Par ces raisons diverses, on comprend l’utilité d’unions de consommateurs pouvant payer comptant, en état de choisir de bons gérans et de les contrôler. Cette utilité est d’autant plus manifeste en certains cas que plusieurs des commerces de détail, notamment relatifs à l’alimentation : par exemple, les boulangeries et épiceries, sont assez simples ; qu’il n’y a pas besoin d’une très longue préparation technique pour les diriger, que la gestion ni le contrôle n’en sont très compliqués.

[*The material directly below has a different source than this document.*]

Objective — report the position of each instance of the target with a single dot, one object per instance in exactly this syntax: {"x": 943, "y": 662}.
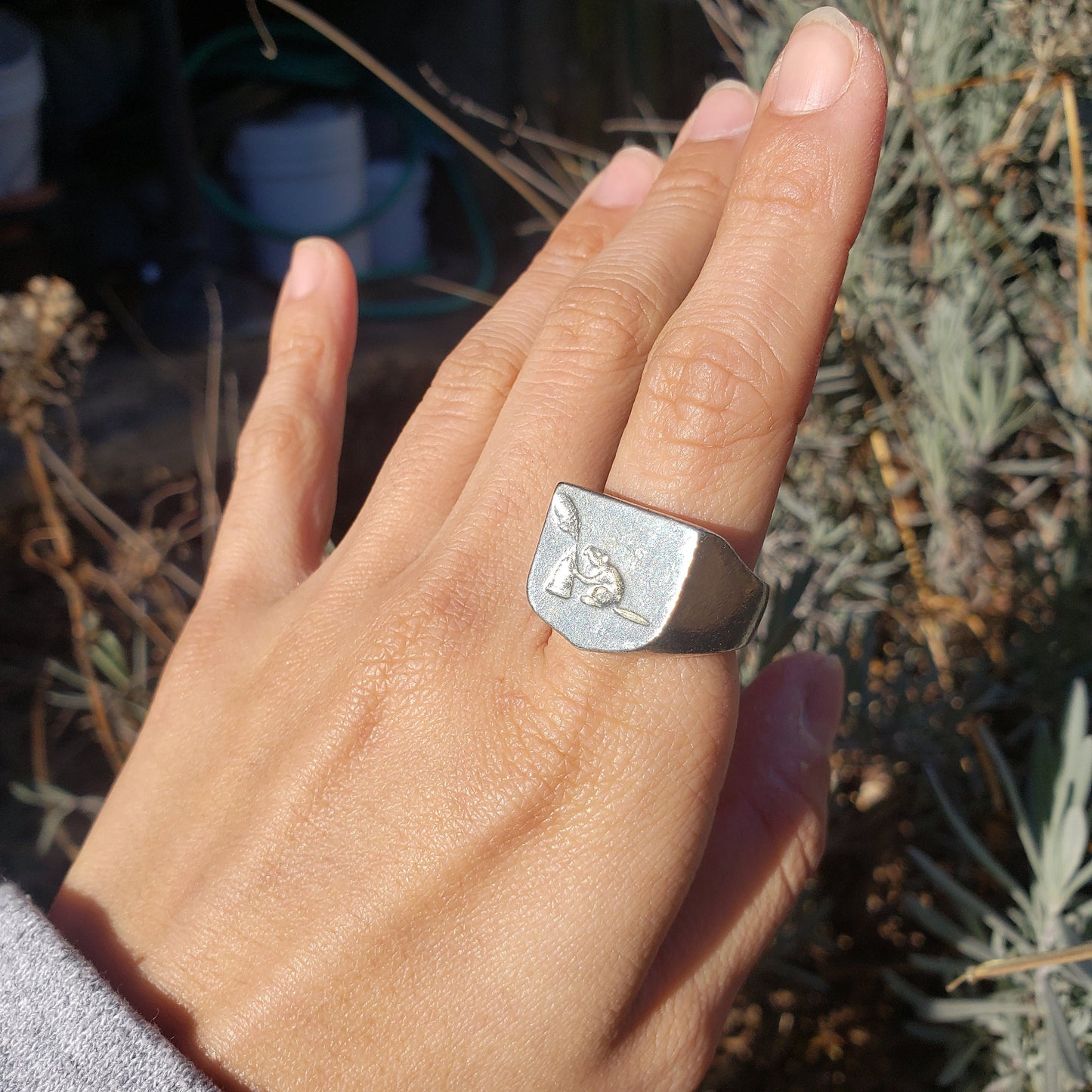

Nous n’entrerons pas ici dans la pratique des sociétés coopératives de consommation. Il suffit d’en exposer les traits généraux : ces sociétés peuvent soit ne vendre qu’à leurs propres membres, c’est-à-dire à ceux qui ont contribué à la formation du capital, soit vendre à tout le monde ; dans ce dernier cas, quelquefois on fait payer un léger droit d’entrée à la personne qui, sans être membre de la société, veut y faire des achats. L’expérience a prouvé, ce que confirme d’ailleurs le raisonnement, que les sociétés qui ne vendent qu’à leurs propres membres ont moins de chances de durée et de succès ; elles peuvent moins étendre leurs affaires. Celles qui, au contraire, vendent à tout le monde ont des chances d’arriver à posséder, avec le temps, si elles sont bien conduites, une clientèle considérable, ce qui facilite leur développement ultérieur, en ajoutant à leurs moyens d’action et en leur permettant plus de variété dans leurs approvisionnemens et leur achalandage.

À un autre point de vue, les sociétés de consommation peuvent faire bénéficier immédiatement le consommateur de l’économie

  1. L’opinion publique s’exagère parfois cet écart entre les prix de gros et les prix de détail. Ainsi à Paris, la plupart des débitans vendent du vin à 50 centimes le litre et même à 0,43 ; or, l’on paie 19 centimes d’impôt et au moins 5 à 6 centimes de transport, non compris l’achat de la marchandise. Il en est de même pour le sucre. Au contraire, dans la boucherie, la pharmacie, il y a souvent un écart colossal et exagéré entre les prix de détail et les prix de gros.